Cardo máximo
Bodrios
Lo que nos deja esta ola de urbanismo mercantilista es que ni siquiera se procura una justificación estética
Muchas veces, divagando por el Centro sin rumbo fijo, me asalta una idea recurrente que nunca me he atrevido a poner en marcha: un concurso de bodrios arquitectónicos en la parte más monumental de la ciudad que la especulación desventró en la década de los ... 70 con aquel malhadado Prica del que ya nadie se acuerda. El catálogo resultante sería muy completo: hay fachadas de ladrillos oscuros y ventanas ridículas pero también pastiches de paredes encaladas y moldurones color albero con la impostura de quien se disfraza, terrazas como de apartamento playero a las que ni siquiera les faltan los bikinis puestos a secar en la barandilla y balcones estrechos en los que no cabe ni una maceta. ¿No es acaso la desaparición de las flores urbanas que coloreaban las calles la nota definitoria de nuestro estilo de vida descarnado, frío, acomodado, aburrido, individualista, pragmático sobre todo?

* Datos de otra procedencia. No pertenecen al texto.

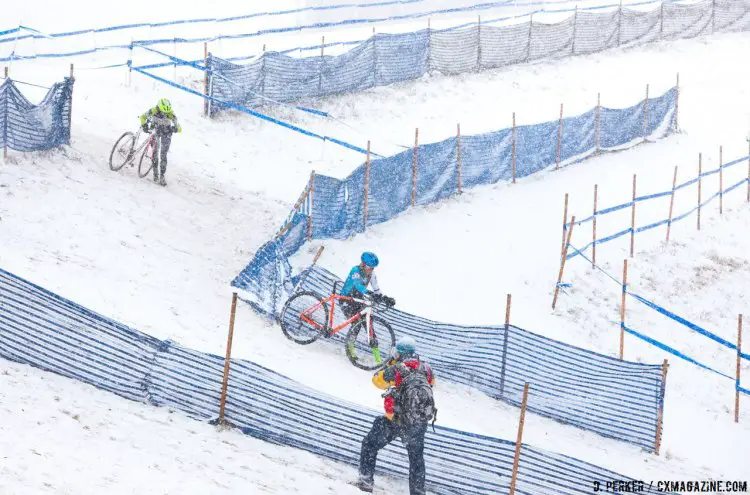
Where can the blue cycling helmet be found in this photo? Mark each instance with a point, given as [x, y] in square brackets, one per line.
[370, 259]
[406, 346]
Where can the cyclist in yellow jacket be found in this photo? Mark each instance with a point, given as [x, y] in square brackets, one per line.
[163, 122]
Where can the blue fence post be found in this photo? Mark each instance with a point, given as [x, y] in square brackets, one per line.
[531, 28]
[565, 224]
[458, 156]
[632, 222]
[479, 43]
[677, 103]
[737, 382]
[598, 121]
[70, 109]
[414, 168]
[700, 180]
[130, 62]
[320, 68]
[519, 439]
[622, 308]
[374, 59]
[513, 150]
[310, 195]
[721, 180]
[367, 186]
[559, 140]
[619, 25]
[575, 23]
[5, 126]
[645, 115]
[205, 79]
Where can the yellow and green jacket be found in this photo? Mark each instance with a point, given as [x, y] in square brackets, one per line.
[155, 112]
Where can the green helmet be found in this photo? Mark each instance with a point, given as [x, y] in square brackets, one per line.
[164, 106]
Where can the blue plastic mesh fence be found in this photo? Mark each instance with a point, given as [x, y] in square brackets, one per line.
[388, 58]
[336, 210]
[614, 398]
[44, 330]
[28, 127]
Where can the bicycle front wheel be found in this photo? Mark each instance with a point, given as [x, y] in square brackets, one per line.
[122, 151]
[145, 168]
[304, 318]
[366, 351]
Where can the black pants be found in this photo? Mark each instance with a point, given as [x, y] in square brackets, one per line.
[163, 140]
[384, 432]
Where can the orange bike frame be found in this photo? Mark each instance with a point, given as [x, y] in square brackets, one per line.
[366, 312]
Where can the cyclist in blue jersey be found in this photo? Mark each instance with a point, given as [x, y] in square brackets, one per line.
[356, 285]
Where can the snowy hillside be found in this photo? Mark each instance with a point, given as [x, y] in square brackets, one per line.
[161, 259]
[78, 439]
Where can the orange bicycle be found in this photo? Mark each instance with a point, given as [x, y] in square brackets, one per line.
[306, 317]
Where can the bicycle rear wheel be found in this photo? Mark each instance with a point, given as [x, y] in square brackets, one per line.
[144, 170]
[122, 151]
[366, 352]
[304, 318]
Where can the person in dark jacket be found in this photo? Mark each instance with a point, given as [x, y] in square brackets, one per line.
[409, 406]
[162, 120]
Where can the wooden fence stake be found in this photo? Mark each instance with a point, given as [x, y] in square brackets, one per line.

Pero como todo lo que puede ir a peor, acaba sucediendo, el proceso imparable se ha desplazado a zonas que se habían librado de esa plaga. Muy concretamente, la Palmera, sometida a unas tensiones especulativas para sustituir su condición de gran paseo arbolado sobre la que sólo caben dos explicaciones a cual más descorazonadora: o bien el Ayuntamiento era ajeno a la reconversión edificatoria que se avecinaba cuando autorizó multiplicar los aprovechamientos para determinados usos dotacionales privados con lo que se abona la tesis de que el cielo está empedrado de buenas intenciones; o bien propició a sabiendas estas recalificaciones de hecho para beneficio inmediato de promotores inmobiliarios sin escrúpulos arquitectónicos. No sé cuál de las dos opciones produce más pavor.
Porque los bodrios bajo la etiqueta de residencia universitaria -no sólo en la Palmera, también en Heliópolis, Ramón Carande o la Huerta de la Salud con edificios fuera de escala sin ningún valor en sí- ni siquiera buscan la coartada de la excelencia arquitectónica. Cuando se llamó a Stirling, a Zaha Hadid o a Bofill (por hablar de arquitectos que pasaron a mejor vida después de que lo hubieran hecho sus proyectos para Nervión, el Prado o el Patrocinio), se buscaba descaradamente ocultar las vergüenzas del interés privado bajo la estela de un autor de relumbrón.
Lo que nos deja esta ola mercantilista de bodrios es que ni siquiera se procura una justificación estética que haga más llevadera la extracción de plusvalías. Nada. Puros mamotretos infumables al máximo de aprovechamiento. Las autoridades tienen su culpa, claro está, pero no me negarán que esos promotores sin nombre propio, que viven lejos de Sevilla, no muestran el mínimo aprecio por la ciudad que construyen. Esa ciudad inevitable y desagradable que están levantando contra nuestros intereses.